Aptamer Group, a next-generation synthetic binder developer headquartered in York, United Kingdom, has announced its identification and preclinical validation of a novel molecular target on hepatic stellate cells (HSCs), which the company said it discovered by leveraging a delivery vehicle based on Aptamer’s proprietary Optimer technology (1). As one of Aptamer’s current goals is cell-specific drug delivery approaches, the company said its discovery significantly advances the application of targeted delivery systems for fibrotic disease.
Potential breakthrough in fibrosis therapy
Key Takeaways
- Aptamer Group has identified and validated a novel cell surface target on hepatic stellate cells, advancing precision delivery for fibrotic liver diseases.
- The Optimer platform enables cell-specific gene silencing via phenotype-specific markers, potentially overcoming key barriers in RNA-based fibrosis therapies.
- As fibrosis therapies gain traction, the global market is projected to surpass $20 billion by 2030, with recent regulatory progress seen for drugs like CNP-104 and Livdelzi.
The pathological process of fibrosis, Aptamer said, is common and yet has no effective, curative treatments (1). Progression of fibrosis, which underlies cirrhosis of the liver, hepatocellular carcinoma, and other chronic liver diseases, is driven mainly by HSCs activating and proliferating, thereby secreting extracellular matrix components that form fibrotic scars.
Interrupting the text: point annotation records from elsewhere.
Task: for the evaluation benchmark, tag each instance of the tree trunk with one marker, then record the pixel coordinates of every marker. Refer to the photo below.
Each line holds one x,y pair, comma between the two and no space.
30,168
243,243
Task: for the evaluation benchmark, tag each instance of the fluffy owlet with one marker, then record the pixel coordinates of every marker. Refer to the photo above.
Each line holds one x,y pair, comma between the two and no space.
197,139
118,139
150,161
Aptamer’s discovery workflows are designed to isolate high-affinity binders against cell-specific epitopes (1). Target confirmation was performed through both proteomic and transcriptomic profiling, the company said, as well as other studies and assays in models of liver fibrosis cells. In contrast to traditional ligand-receptor targeting, Aptamer said its approach focuses on phenotype-specific markers that are unique to fibrotic pathology—leading to greater precision in the process of delivery.
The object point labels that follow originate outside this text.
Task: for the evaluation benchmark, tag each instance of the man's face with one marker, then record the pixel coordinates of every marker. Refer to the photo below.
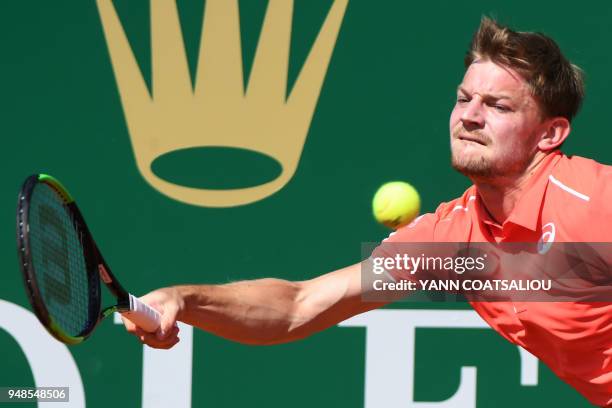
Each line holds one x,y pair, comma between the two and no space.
495,123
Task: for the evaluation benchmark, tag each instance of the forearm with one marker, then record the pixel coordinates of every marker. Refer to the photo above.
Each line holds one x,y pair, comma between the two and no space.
263,311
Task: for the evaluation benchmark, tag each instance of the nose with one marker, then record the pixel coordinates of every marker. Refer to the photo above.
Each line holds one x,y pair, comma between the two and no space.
472,117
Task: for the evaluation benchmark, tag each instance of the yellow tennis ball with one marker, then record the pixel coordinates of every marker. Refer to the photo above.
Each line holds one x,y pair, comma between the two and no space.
396,204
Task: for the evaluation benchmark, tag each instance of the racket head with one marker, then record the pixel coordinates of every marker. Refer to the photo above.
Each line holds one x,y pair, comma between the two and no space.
58,260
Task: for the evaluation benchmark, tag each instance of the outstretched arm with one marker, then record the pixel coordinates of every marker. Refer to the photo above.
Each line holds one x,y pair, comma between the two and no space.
263,311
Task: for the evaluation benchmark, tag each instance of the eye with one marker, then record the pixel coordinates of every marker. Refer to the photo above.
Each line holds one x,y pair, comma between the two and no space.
501,108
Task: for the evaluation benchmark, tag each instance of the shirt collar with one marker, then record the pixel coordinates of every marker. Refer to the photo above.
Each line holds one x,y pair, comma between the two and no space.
527,210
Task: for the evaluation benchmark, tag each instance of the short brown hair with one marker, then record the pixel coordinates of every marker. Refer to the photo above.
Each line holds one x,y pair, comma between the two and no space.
556,83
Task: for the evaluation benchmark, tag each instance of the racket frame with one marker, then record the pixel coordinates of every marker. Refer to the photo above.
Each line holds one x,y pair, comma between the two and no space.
97,268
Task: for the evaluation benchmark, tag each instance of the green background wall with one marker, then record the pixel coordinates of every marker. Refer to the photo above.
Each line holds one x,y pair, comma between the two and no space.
382,115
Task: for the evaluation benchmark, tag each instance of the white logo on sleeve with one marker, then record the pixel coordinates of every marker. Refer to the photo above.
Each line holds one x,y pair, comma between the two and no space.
547,238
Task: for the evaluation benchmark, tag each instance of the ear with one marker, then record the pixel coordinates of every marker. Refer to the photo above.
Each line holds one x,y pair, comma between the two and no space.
554,134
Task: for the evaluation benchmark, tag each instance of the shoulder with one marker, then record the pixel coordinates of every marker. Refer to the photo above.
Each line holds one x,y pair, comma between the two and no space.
580,192
423,228
582,177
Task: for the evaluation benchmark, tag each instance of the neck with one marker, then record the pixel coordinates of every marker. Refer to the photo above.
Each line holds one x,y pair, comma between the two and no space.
500,195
Aptamer said its platform is compatible with a variety of oligonucleotide-based payloads.
“Targeting hepatic stellate cells with high precision has been a major bottleneck in translating RNA-based therapies to fibrotic liver diseases,” said Arron Tolley, PhD, chief executive officer of Aptamer Group, in a press release (1). “By isolating a disease-relevant cell surface target and validating Optimer-mediated delivery, we’ve demonstrated a viable route to cell-specific gene silencing. This positions the platform as a promising component of future fibrosis therapeutics.”
Other treatments on an expanding market
According to Aptamer Group, the global fibrosis therapeutics market is projected to exceed $20 billion by 2030 (1). Numerous treatments for liver diseases are in development or already clearing regulatory hurdles.
One such therapy is Cour Pharmaceuticals’ CNP-104, which was granted orphan drug designation by FDA in January 2025 for treatment of primary biliary cholangitis (PBC) (2). CNP-104 is a biodegradable nanoparticle that encapsulates the E2 component of the mitochondrial pyruvate dehydrogenase complex, which is a key autoantigen in PBC, an autoimmune liver disease that can lead to fibrosis, cirrhosis, and ultimately liver failure.
In December 2024, the European Medicines Agency’s Committee for Medicinal Products for Human Use recommended an orphan drug approval for another treatment for PBC, Gilead Sciences’ Livdelzi (seladelpar) (3). FDA granted this treatment an accelerated approval in August 2024 (4).
References
1. Aptamer Group. Aptamer Group Identifies Novel Target to Enable Cell-Specific Gene Therapy for Liver Fibrosis. Press Release. June 30, 2025.
2. Cour Pharmaceuticals. Cour Pharmaceuticals Secures FDA Orphan Drug Designation for CNP-104 in Primary Biliary Cholangitis. Press Release. Jan. 8, 2025.
3. Gilead Sciences. Gilead’s Seladelpar Receives Positive CHMP Opinion for Primary Biliary Cholangitis. Press Release. Dec. 13, 2024.
4. Gilead Sciences. Gilead’s Livdelzi (Seladelpar) Granted Accelerated Approval for Primary Biliary Cholangitis by US FDA. Press Release. Aug. 14, 2024.